Without such involvement, technologists may build systems that fail to meet business requirements and are hard to audit, and whose cost is difficult to justify, researchers said.
The study, "Systems Auditability and Control," is an update of a 1977 report by the Institute for Internal Auditors on companies' ability to audit and control computer systems. The data were taken from more than 300 personal interviews and mail surveys of internal auditors and systems executives.
Problem Is Readdressed
The institute, which participated in the recently issued report, saw a need to readdress the audit and control of information systems because of the changes in computers and business over the past decade.
During the 1980s, corporate use escalated from simple automation to complex applications. However, the increased power of technology is a two-edged sword: Better technology can make more companies more competitive but also increases the risk of fraud, embezzlement, and business breakdowns when the systems go on the blink.
Internal auditors, as agents of senior management, must find ways to ensure that computer systems limit those risks and costs, the study's authors said.
Data Security a Problem
"Internal auditors need to be more involved now than in the past," said Hugh Marsh, an independent consultant and project manager for the study. "In the past, you could audit what went in and what came out of the computer. Now auditors need to audit what goes on inside the computers."
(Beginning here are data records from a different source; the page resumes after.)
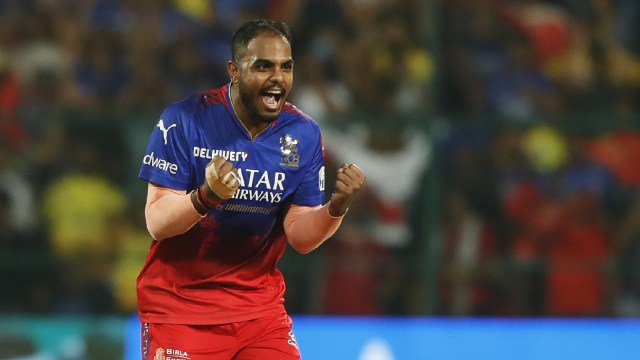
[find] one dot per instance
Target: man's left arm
(307, 227)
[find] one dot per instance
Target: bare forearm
(308, 227)
(169, 213)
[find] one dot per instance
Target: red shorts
(264, 338)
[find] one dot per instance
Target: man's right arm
(169, 212)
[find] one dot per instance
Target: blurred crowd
(499, 138)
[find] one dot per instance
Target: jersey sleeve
(166, 161)
(310, 192)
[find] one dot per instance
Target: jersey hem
(200, 319)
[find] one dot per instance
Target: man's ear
(233, 70)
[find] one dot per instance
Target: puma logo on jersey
(164, 130)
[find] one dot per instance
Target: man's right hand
(221, 183)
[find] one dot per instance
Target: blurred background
(500, 140)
Why look inside? One reason is that that's where the chance for fraud is highest.
With companies exchanging more and more information using computers, outsiders may be able to get hold of critical data surreptitiously. The potential for employees to gain unauthorized entry into computer systems is also increasing as more systems make information immediately available. And business units developing their own systems may neglect security and disaster recovery.
Banking, Mr. Marsh said, is generally ahead of other industries in ensuring control over computer systems. But the risks in some areas, such as electronic funds transfer, are high. A bank that transfers funds at the phoned-in request of a customer, for example, risks fraud because a voice can be impersonated. Banks need standard procedures to double-check that the caller is authorized to request a funds transfer.
Internal auditors warn that to reduce risks and use data efficiently, companies must be more watchful about several aspects of computer systems. For example, the auditors said, companies should eliminate unauthorized access or changes to systems or data and should avoid building computer systems that would create compatibility problems.